Hafizullah Mahmudi

Project Description

HELP International, a humanitarian NGO, has raised $10 million for poverty alleviation and disaster relief. To allocate this funding strategically and effectively, this project analyzes socio-economic and health indicators to identify countries most in need.

By examining income levels, poverty rates, and child mortality statistics, the analysis categorizes countries into priority tiers for aid distribution. The study follows the World Bank classification of low-income and lower-middle-income countries, prioritizing 22 nations with both extreme poverty and high child mortality rates. These findings will assist the NGO’s leadership in making data-driven funding decisions to maximize impact.

The Steps I Took

The Strategy I Followed

Tools I Used

✔ Performed basic exploratory data analysis (EDA) to understand feature distributions.
✔ Standardized the dataset for effective clustering and PCA.
✔ Applied PCA for dimensionality reduction while preserving the most important variance.
✔ Visualized the explained variance to determine the optimal number of principal components.
✔ Ran different clustering models (K-Means, Hierarchical, DBSCAN) to identify patterns.
✔ Created an elbow chart to find the optimal number of clusters.
✔ Used Silhouette Score & Davies-Bouldin Index to evaluate clustering performance.
✔ Labeled each cluster with meaningful tags based on shared characteristics.
✔ Plotted clusters with PCA-transformed data for easy visualization.
✔ Interpreted the characteristics of each segment and provided actionable insights.

✔ Gained an understanding of data distribution – Explored patterns before applying PCA and clustering.
✔ Applied PCA to simplify high-dimensional data.
✔ Identified hidden structures within the dataset – Used clustering to detect natural groupings.
✔ Used the Elbow Method & Silhouette Score for better segmentation.
✔ Helped define distinct groups based on shared characteristics.
✔ Compared multiple clustering algorithms (K-Means, Hierarchical) to find the best fit.
✔ Used PCA plots to analyze the variance explained by each principal component.
✔ Provided actionable insights for decision-making – Clustering results enabled more informed strategies.
✔ Saved clustering model outputs for future use – Ensured reusability for refining or extending segmentation.

Python

Pandas & NumPy

Matplotlib & Seaborn

Scikit-Learn

Elbow Curve & Silhouette Score

Challenges Faced

⚠️ High dimensionality made clustering less effective – PCA was applied to simplify the dataset while preserving information.
⚠️ Choosing the optimal number of clusters – Used Elbow Method & Silhouette Score for accurate selection.
⚠️ Interpreting clusters – Required domain knowledge to assign meaningful labels.

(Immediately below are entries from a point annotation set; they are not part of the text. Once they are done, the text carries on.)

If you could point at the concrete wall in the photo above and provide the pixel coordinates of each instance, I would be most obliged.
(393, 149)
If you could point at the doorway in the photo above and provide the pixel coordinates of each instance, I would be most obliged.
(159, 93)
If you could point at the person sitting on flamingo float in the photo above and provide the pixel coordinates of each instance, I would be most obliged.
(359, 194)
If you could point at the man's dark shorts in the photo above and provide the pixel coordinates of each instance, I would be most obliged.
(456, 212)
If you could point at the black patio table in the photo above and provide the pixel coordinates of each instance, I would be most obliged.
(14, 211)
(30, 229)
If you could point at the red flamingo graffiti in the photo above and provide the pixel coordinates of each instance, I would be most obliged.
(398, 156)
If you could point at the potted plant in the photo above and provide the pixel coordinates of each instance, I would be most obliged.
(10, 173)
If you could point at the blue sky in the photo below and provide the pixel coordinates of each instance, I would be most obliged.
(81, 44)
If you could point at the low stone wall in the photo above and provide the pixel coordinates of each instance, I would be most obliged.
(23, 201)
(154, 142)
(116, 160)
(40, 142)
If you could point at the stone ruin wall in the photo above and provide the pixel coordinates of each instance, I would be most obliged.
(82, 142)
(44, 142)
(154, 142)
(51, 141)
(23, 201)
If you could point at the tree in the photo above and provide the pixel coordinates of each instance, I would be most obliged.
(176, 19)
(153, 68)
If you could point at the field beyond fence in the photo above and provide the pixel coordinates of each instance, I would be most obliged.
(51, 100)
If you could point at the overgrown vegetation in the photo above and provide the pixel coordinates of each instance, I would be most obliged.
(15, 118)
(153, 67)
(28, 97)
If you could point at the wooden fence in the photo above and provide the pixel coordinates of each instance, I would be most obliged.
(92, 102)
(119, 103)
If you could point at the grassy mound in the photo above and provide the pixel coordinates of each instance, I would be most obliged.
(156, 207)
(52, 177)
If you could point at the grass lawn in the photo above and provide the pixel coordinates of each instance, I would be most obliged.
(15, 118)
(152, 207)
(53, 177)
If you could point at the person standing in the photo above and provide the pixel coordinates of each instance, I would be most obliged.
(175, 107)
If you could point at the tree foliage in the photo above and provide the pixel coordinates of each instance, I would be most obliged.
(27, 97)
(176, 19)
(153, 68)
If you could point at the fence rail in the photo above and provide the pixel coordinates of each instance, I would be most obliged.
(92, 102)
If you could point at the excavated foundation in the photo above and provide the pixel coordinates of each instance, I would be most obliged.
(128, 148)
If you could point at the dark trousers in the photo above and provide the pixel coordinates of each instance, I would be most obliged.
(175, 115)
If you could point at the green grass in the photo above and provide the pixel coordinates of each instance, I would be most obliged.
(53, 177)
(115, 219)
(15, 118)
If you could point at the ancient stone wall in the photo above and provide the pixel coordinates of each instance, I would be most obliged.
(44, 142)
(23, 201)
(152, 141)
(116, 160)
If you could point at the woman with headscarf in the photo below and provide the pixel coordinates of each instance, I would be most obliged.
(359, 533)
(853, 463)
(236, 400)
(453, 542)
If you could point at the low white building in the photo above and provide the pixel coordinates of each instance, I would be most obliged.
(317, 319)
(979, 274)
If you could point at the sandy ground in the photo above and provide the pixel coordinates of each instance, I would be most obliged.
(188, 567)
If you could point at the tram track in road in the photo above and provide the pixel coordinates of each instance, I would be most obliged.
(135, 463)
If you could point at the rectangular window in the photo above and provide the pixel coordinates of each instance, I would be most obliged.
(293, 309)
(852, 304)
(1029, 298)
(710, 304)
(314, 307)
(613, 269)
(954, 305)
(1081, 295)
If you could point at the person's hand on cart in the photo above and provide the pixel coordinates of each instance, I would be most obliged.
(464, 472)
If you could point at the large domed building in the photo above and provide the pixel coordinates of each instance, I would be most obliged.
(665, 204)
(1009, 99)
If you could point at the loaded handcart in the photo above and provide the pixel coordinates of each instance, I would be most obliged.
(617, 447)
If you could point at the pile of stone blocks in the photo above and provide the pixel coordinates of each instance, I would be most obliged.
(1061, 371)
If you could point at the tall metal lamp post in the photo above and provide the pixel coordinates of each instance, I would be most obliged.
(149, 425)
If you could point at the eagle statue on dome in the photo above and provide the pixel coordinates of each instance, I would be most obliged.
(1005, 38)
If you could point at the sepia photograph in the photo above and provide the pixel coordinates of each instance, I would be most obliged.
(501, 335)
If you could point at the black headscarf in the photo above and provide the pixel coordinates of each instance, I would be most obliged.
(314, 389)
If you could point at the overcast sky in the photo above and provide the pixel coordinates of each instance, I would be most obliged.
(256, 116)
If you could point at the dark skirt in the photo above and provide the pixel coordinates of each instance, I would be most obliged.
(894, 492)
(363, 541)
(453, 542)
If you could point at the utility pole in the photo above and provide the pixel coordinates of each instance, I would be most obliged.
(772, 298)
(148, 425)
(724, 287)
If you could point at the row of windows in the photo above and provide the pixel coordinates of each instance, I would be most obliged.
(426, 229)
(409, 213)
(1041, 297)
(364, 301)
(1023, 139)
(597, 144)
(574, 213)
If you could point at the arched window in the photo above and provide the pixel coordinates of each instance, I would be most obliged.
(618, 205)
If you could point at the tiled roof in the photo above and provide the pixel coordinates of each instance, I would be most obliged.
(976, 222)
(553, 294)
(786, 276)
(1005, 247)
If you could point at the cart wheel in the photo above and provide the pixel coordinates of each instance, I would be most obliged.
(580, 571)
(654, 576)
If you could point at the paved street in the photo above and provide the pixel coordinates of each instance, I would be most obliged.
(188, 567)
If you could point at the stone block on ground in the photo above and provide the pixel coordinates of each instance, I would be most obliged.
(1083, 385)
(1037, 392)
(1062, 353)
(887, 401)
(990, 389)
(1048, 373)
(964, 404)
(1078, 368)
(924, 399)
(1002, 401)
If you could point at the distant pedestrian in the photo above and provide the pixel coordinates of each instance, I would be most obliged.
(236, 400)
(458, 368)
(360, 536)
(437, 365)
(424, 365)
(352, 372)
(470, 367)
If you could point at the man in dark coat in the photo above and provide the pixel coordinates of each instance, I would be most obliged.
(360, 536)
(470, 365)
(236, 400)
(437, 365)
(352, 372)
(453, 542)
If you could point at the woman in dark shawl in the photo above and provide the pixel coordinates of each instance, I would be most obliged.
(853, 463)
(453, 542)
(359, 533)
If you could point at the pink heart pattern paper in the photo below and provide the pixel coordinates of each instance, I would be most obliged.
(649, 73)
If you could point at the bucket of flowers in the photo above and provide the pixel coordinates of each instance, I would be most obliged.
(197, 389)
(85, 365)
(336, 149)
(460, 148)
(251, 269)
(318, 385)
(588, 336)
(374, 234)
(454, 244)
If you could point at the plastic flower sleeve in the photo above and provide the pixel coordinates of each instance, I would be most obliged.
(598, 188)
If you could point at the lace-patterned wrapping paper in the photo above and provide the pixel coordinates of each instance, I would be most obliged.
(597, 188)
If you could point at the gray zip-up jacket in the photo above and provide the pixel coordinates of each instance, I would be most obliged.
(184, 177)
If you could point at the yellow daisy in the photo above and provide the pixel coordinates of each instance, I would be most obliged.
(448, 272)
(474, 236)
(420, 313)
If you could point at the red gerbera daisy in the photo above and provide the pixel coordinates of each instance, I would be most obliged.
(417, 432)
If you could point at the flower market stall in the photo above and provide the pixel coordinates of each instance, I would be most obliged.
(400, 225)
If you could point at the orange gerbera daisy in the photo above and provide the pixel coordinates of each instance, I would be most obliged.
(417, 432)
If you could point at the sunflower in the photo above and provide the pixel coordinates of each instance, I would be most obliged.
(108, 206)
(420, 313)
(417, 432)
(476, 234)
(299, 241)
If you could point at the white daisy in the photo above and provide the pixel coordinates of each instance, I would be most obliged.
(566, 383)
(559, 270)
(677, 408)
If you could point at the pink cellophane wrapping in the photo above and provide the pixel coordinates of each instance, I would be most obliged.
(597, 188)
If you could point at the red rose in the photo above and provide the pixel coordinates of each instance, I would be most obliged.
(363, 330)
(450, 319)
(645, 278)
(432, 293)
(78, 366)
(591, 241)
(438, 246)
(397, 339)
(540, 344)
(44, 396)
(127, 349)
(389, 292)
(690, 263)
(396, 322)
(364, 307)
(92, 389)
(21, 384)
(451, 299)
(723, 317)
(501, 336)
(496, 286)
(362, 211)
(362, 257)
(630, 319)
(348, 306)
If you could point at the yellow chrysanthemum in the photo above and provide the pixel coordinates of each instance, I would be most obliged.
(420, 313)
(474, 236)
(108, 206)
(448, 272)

Analysis Findings & Results

According to the World Bank classification, countries with a Gross National Income (GNI) per capita between $1,026 and $3,995 are considered lower-middle-income countries, while those below $1,025 fall into the low-income category. These low-income nations typically have a high percentage of the population living under the poverty line and face significant development challenges.

Using the available dataset, the analysis identified 42 countries that fall under the above-average GNI threshold of $1,274.

Identified Countries Needing Financial Aid

Afghanistan, Angola, Benin, Burkina Faso, Burundi, Cameroon, Central African Republic, Chad, Comoros, Congo (Dem. Rep.), Congo (Rep.), Côte d'Ivoire, Eritrea, Gabon, Gambia, Ghana, Guinea, Guinea-Bissau, Haiti, Iraq, Kenya, Kiribati, Lesotho, Liberia, Madagascar, Malawi, Mali, Mauritania, Mozambique, Niger, Nigeria, Pakistan, Rwanda, Senegal, Sierra Leone, Sudan, Tanzania, Timor-Leste, Togo, Uganda, Yemen, Zambia.

However, if prioritization is required due to budget constraints or the need for more targeted intervention, additional filtering was applied. This identified 22 countries with both below-average income (≤ $1,274) and child mortality rates exceeding 79 children per 1,000 live births, making them the most urgent candidates for aid allocation.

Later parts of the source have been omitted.